Leurs couleurs politiques ne laissent planer aucun doute quant à leur positionnement dans l'opposition. Mais c'est un cri du cœur contre une forme extrême de la précarité qu'ont lancé Jeanne Barseghian, maire (EELV) de Strasbourg, Nathalie Appéré, maire (PS) de Rennes, Grégory Doucet, maire (EELV) de Lyon, Pierre Hurmic, maire (EELV) de Bordeaux, et Eric Piolle, maire (EELV) de Grenoble. Ce 15 février, ils ont décidé d'attaquer l'Etat en justice pour son manquement à l'obligation de mise à l'abri des personnes contraintes de dormir à la rue.
« L'hébergement d'urgence repose sur un système inadapté, insuffisant, inefficace et surtout absolument indigne », a déclaré Jeanne Barseghian. « Notre pays compte 330.000 personnes sans abri et 3.000 enfants dorment à la rue », a rappelé la maire de Strasbourg, reprenant les chiffres de la Fondation Abbé Pierre.
Des factures élevées, mais symboliques
Après les recours gracieux déposés en octobre 2023 auprès de leurs préfectures respectives, « auxquels l'Etat n'a fourni aucune réponse » selon Jeanne Barseghian, les cinq mairies attaquent cette fois en contentieux au tribunal administratif. « Nos recours traduisent les dépenses mises en œuvre pour faire face aux besoins, qui explosent. A Strasbourg, au-delà des 600 places d'hébergement pérennes gérées par la mairie, nous avons ouvert un gymnase pour accueillir 335 personnes dont la moitié d'enfants. La dépense pour la ville et le centre communal d'action sociale s'élève à 917.807 euros », a détaillé Jeanne Barseghian. A Rennes, la maire Nathalie Appéré a évalué la facture à 3,07 millions d'euros. « Nous n'y arrivons plus aujourd'hui. 28 enfants dorment encore dans la rue à Rennes, et 20 autres dans les écoles, dans des conditions non acceptables. La crise est systémique et structurelle », a fustigé l'élue bretonne.

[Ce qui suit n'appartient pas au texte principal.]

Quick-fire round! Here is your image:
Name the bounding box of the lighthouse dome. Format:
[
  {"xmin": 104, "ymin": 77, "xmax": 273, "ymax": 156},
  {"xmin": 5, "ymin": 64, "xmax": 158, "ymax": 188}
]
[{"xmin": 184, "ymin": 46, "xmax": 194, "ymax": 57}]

A Grenoble, Eric Piolle n'a pas voulu calculer en détail la charge de l'hébergement d'urgence sur les finances publiques. « On dépense plus de deux millions d'euros mais ce qu'on demande, pour l'exemple, c'est le remboursement pour une famille », a indiqué l'élu. Soit 50.940 euros pour les frais hôteliers et de structure. « Nous voyons poindre une hiérarchisation des demandes d'hébergement d'urgence, ce qui est insupportable. Si vous êtes un homme seul, vous n'avez aucune chance au 115 », a observé Eric Piolle. « Ce que nous défendons, c'est l'inconditionnalité de l'hébergement d'urgence, la dignité et la justice sociale », a résumé Pierre Hurmic.

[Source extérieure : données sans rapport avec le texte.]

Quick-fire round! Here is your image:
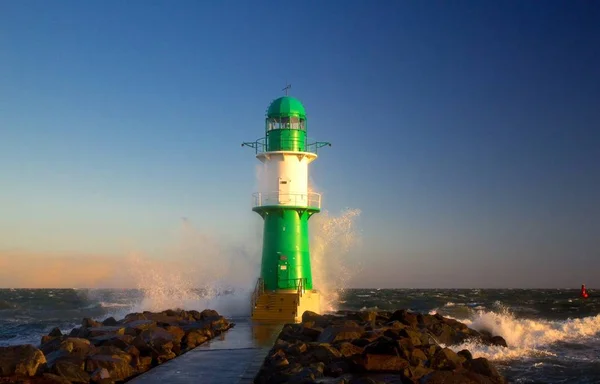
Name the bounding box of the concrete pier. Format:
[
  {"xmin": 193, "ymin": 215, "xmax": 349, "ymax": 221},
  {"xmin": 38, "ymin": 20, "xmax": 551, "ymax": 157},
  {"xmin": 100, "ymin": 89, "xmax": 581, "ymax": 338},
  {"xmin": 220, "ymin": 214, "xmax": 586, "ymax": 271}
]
[{"xmin": 129, "ymin": 319, "xmax": 282, "ymax": 384}]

Les maires face à l'incompréhension des habitants
Pour étayer leur action en justice, les élus citent le code de l'action sociale et des familles. « L'hébergement d'urgence est une responsabilité de l'Etat. C'est une obligation de résultat qui est inscrite dans la loi », insiste Grégory Doucet. L'élu lyonnais reconnaît qu'il doit régulièrement faire face à l'incompréhension des habitants. « Régulièrement, on nous demande d'agir, en tant que maire », rapporte Grégory Doucet, qui jure que cette action concertée en justice par cinq maires écologistes et de gauche « ne constitue pas une démarche partisane » contre le gouvernement.

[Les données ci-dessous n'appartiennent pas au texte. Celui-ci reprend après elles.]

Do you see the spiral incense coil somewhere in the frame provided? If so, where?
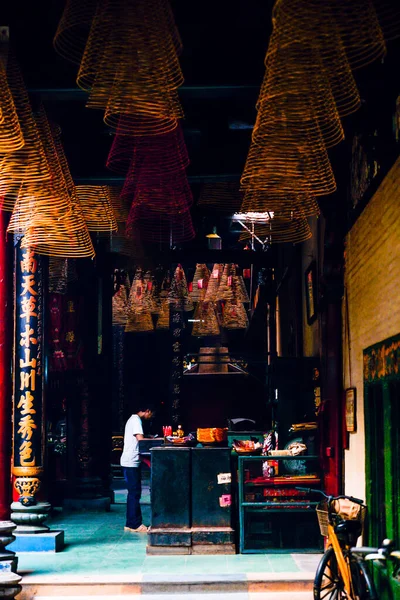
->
[7,107,94,258]
[107,126,189,177]
[77,0,183,135]
[197,181,242,212]
[239,187,320,219]
[108,186,129,223]
[221,300,249,329]
[125,312,154,333]
[53,0,98,65]
[143,271,159,314]
[215,263,236,300]
[0,60,25,154]
[190,263,210,302]
[233,275,250,304]
[239,218,312,244]
[156,298,170,329]
[254,43,346,147]
[77,0,183,91]
[76,185,118,233]
[272,0,386,69]
[168,265,193,311]
[241,139,336,196]
[192,301,220,337]
[264,29,361,119]
[0,55,51,210]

La démarche vise aussi, selon Jeanne Barseghian, à définir un autre mode d'entente avec l'Etat, dans une « gouvernance collégiale de hébergement d'urgence » qui associerait d'une autre manière les collectivités territoriales. Anne Hidalgo, maire (PS) de Paris, s'était jointe en octobre 2023 à ce même groupe d'élus en co-signant une tribune, publiée par le quotidien Libération. Elle fustigeait le sous-dimensionnement de l'action de l'Etat en faveur des personnes qui dorment dans la rue. L'élue parisienne est restée, cette fois, à l'écart.